Many benefits of integration for South Carolina

Segregation was not something Thurmond had to learn to notice or adjust to; he says he grew up accepting the practice as the preferable way of life for people of both races. He feels that an increase in opportunities, especially educational opportunities, has made integration a positive development. In that sense, he feels that South Carolina has been very effective in making integration work.

Citing this Excerpt

Oral History Interview with Strom Thurmond, July 20, 1978. Interview A-0334. Southern Oral History Program Collection (#4007) in the Southern Oral History Program Collection, Southern Historical Collection, Wilson Library, University of North Carolina at Chapel Hill.

Full Text of the Excerpt

JAMES G. BANKS:
You mentioned race a couple of times and maybe you'll give me an opportunity to mention that. What is your first awareness as a boy and when you were growing up when you became aware, obviously, that there are races, and that there was segregation and how you began to absorb that.
STROM THURMOND:
Well, we just accepted it. In other words, it was unheard to think about mixing the blacks and the whites. It was just plain unheard of.
JAMES G. BANKS:
Well, you had black people working for you didn't you, in the house?
STROM THURMOND:
That's right, worked with them in the fields and worked with 'em everywhere. Liked 'em, done anything for 'em, or loaned 'em money. When I was a lawyer I represented 'em whether they could pay or not and do things for 'em, help 'em every way I could. But it was just considered unheard of that you would mix 'em in the schools and churches and such as that. They were happy to go with their own race to those places, I think at that time certainly. But as time came on and they became better educated and they dressed better and had better facilities for bathing and everything like that, it changed the whole picture. And of course as time has gone by, they were afforded more opportunities; I think that everybody right now just accepts it. But a lot of people don't understand that at the time I was governor and when Byrnes was governor, that, well, you held up your hand and enforced the law, and the law was segregation. It wasn't they were against the blacks, it was just a law of the state. Although we didn't have to enforce it because the people enforced it themselves, because they were satisfied to have it that way. I'm glad that things have changed now where there are better opportunities and I want to see 'em have every opportunity of everybody else.
JAMES G. BANKS:
Do you think if you were governor and you tried to break down segregation, the people and the state legislature would have revolted against you.
STROM THURMOND:
Yeah, they were not ready at that time to do it.
JAMES G. BANKS:
Byrnes, of course Byrnes was governor after you.
STROM THURMOND:
Yeah, Byrnes was governor after me.
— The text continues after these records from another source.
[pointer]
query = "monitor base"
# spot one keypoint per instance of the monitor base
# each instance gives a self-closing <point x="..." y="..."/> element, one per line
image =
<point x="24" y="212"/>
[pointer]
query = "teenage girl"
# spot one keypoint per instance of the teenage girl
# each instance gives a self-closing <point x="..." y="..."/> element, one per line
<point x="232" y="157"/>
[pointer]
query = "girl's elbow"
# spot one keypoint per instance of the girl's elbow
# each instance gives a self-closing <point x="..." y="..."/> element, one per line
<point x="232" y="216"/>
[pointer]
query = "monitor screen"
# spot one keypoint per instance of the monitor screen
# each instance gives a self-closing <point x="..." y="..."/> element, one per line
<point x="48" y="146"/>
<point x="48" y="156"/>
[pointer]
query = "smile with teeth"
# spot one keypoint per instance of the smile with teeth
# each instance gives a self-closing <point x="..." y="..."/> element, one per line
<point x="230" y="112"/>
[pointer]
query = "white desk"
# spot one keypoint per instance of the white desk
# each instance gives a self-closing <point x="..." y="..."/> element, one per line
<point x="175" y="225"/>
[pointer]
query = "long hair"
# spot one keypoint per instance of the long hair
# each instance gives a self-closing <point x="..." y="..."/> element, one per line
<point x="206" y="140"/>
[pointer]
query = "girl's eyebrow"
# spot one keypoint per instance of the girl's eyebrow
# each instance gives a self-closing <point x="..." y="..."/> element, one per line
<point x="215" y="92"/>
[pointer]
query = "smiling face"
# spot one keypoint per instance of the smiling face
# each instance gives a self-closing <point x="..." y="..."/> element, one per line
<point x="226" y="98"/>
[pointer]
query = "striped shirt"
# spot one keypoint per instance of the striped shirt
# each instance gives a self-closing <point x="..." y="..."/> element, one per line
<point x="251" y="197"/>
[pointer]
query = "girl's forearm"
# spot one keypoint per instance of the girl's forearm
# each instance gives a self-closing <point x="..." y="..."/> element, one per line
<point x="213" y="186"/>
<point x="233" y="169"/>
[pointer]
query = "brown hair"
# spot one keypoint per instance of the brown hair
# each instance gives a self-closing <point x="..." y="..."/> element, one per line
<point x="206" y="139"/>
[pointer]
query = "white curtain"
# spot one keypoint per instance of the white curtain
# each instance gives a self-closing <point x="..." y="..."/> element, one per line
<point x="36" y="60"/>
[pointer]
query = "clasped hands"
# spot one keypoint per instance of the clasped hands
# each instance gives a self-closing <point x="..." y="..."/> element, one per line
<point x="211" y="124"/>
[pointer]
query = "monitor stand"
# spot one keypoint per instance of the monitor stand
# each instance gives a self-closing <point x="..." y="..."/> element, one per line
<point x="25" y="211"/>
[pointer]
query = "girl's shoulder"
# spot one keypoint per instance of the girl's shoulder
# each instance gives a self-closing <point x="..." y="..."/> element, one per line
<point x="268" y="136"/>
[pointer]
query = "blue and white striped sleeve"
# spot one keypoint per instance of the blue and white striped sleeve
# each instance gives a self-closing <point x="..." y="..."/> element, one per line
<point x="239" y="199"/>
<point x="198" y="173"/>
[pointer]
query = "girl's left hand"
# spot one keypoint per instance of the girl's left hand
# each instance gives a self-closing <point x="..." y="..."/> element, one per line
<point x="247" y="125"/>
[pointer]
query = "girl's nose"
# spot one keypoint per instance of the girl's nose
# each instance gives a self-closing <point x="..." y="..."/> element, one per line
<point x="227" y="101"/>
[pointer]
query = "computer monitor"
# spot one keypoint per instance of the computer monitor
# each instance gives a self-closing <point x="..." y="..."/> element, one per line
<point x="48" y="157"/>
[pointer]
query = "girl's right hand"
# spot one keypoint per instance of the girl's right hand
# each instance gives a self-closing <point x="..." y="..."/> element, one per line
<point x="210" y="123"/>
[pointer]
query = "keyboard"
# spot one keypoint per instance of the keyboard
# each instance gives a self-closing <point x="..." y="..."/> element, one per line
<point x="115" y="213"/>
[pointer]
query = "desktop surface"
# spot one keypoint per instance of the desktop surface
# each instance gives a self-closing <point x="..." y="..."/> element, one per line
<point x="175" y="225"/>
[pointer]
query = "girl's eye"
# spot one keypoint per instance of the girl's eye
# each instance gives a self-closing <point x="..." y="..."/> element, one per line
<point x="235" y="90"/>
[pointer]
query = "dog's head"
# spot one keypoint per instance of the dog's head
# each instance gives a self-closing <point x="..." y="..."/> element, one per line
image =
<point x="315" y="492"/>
And he defended the case when the Brown decision was handed down. They were just not ready at that time to go that far. But it was just a matter of time, they're getting better educations, which I tried to provide for them, and I'm sure Byrnes is too. It's just a matter of time until the situation would come. But it just takes a little time, you can't do it all over night.
JAMES G. BANKS:
Do you think we've reached now the point where we could call it an ideal race relationship? I mean, that we are in equality, we have equality in society?
STROM THURMOND:
Well, I wouldn't say it's ideal. Undoubtedly there are pockets, in my state and in every other state, where probably there still is some feeling maybe that they're not satisfied with everything about the blacks. But I do say this, I think South Carolina has gone as far and as fast as any state in trying to provide equal opportunities. And I think they ought to provide equal opportunities, I'm in favor of that. I think the best thing you can do for 'em is to educate 'em. If you educate 'em; as I say, I've established scholarships in four different black colleges. I want to do everything I can to help 'em. I've helped the black;well I got the President of Morris College here tonight. Thanking me after we got a four hundred thousand dollar grant last year for a new building over at Morris College in Sumter. He's just thanking me for it, and expressing his desire that I be reelected seeing how much I've done for him and everything.